First, I'm sure that here we continue to make possible the
open door to the discovery of truth. The greatest gifts that are
given us here are intellectual stimulation, knowledge distilled
through the centuries, the privilege of being engaged in a common
search for deeper insights into things.
Because of the alliance between church and classroom, we are
to be committed to the dictum of Jesus, "You will love the Lord
your God with your mind." For here on our campus we can declare
that to be exposed to new ideas involves one in a kind of rapturous
experience, like marriage, like recovery from a serious illness,
like a journey to the mountain-top. For in the best academes of
the world, something everyday ought to impress, challenge, stimulate
us, so that we become, in a sense, new beings.

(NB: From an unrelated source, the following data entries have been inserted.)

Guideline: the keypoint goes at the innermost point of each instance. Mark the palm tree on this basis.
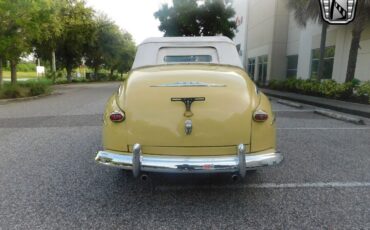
(305, 10)
(362, 17)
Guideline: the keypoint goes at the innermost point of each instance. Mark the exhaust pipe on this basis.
(144, 177)
(235, 177)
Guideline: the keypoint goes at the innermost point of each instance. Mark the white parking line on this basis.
(269, 186)
(308, 128)
(294, 110)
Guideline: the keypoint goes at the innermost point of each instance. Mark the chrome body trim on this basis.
(139, 162)
(189, 84)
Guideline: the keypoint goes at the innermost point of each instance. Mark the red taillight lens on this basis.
(117, 116)
(260, 116)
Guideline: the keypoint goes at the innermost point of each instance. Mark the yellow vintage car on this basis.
(188, 106)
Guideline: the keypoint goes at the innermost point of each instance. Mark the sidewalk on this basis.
(341, 106)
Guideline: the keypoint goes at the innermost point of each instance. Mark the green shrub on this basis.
(38, 87)
(10, 91)
(61, 81)
(363, 91)
(326, 88)
(332, 89)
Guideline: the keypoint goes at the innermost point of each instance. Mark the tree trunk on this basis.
(53, 62)
(324, 31)
(1, 72)
(96, 70)
(13, 72)
(69, 73)
(358, 28)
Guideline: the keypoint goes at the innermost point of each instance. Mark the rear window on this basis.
(187, 58)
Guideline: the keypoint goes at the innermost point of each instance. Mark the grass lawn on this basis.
(6, 74)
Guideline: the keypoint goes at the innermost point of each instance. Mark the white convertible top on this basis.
(153, 51)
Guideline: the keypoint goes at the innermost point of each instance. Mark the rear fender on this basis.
(263, 135)
(114, 134)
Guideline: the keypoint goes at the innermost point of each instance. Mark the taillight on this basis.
(260, 116)
(117, 116)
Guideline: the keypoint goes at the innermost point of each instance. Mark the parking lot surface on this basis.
(49, 179)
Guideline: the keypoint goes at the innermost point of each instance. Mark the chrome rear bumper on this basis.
(139, 162)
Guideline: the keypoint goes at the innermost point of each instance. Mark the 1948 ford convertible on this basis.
(188, 106)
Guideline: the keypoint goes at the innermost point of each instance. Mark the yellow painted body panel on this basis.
(223, 120)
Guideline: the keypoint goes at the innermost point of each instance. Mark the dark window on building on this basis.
(262, 69)
(328, 62)
(292, 66)
(251, 67)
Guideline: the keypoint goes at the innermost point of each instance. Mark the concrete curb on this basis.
(339, 116)
(5, 101)
(289, 103)
(319, 103)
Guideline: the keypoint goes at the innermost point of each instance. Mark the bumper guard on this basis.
(239, 163)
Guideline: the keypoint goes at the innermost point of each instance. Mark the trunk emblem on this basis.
(188, 127)
(188, 101)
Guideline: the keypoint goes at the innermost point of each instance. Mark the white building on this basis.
(275, 47)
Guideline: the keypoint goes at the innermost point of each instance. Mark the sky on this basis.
(134, 16)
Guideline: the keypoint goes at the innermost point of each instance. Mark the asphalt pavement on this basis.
(49, 180)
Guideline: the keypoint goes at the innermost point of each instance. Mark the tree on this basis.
(305, 10)
(362, 17)
(21, 23)
(127, 54)
(111, 47)
(78, 28)
(51, 31)
(187, 18)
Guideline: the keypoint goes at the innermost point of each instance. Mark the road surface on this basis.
(49, 179)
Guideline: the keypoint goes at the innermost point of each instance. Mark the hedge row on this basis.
(326, 88)
(25, 89)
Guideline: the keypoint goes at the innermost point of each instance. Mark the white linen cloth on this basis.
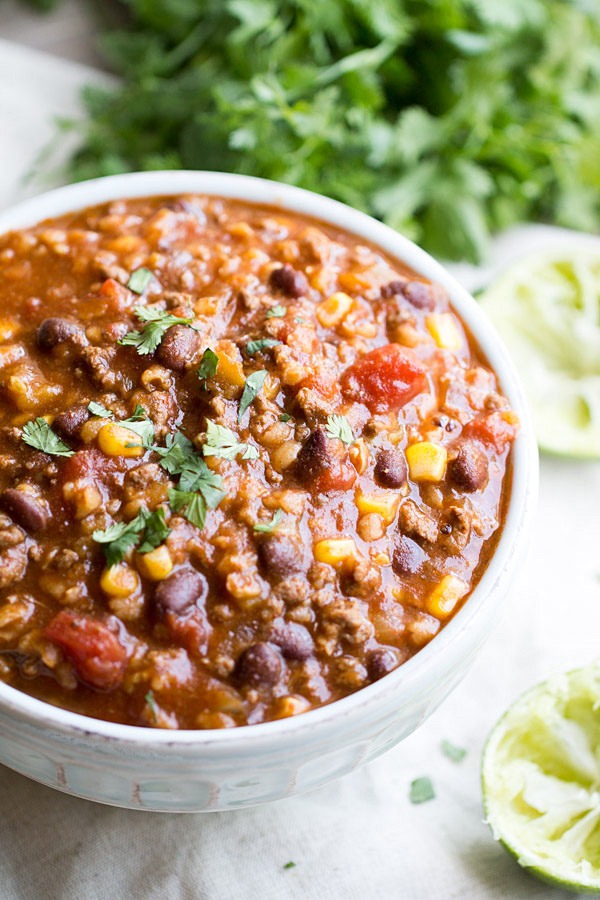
(359, 838)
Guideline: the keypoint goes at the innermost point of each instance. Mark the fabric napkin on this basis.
(359, 838)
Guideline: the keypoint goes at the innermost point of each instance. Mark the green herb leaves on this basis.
(40, 436)
(157, 322)
(139, 280)
(421, 790)
(199, 488)
(252, 389)
(145, 532)
(269, 527)
(221, 441)
(208, 365)
(339, 427)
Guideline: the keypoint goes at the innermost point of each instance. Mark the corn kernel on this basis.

And then of course there should be the instituting of life-long
learning so that graduation is not the peak but an impetus for the
great intellectual adventure. The late U.S. Supreme Court Justice
Oliver Wendel Holmes was seen reading a book at the age of 92. He
was asked what he was doing. He said, "I am improving my mind."
You see, we live in the domain of the "more-yet-to-be." The
more we learn, the more we feel a good deal remains to be learned.
It was Isaac Newton (after all his scientific achievements) who
said: "I seem to have been like a boy playing on the seashore while
the great ocean lay all before me." In other words, the larger the
body of knowledge we survey, the longer the shoreline of mystery
surrounding it. We crave the glory of going on and on because we
have caught the tang of the sea that makes it possible.
The intellectual aspect of our tradition reminds me of the words
of Thomas Huxley, the famous English biologist: "Sit down before
a fact like a little child. Be prepared to give up every preconceived
notion. Follow humbly wherever and whatever depths nature leads.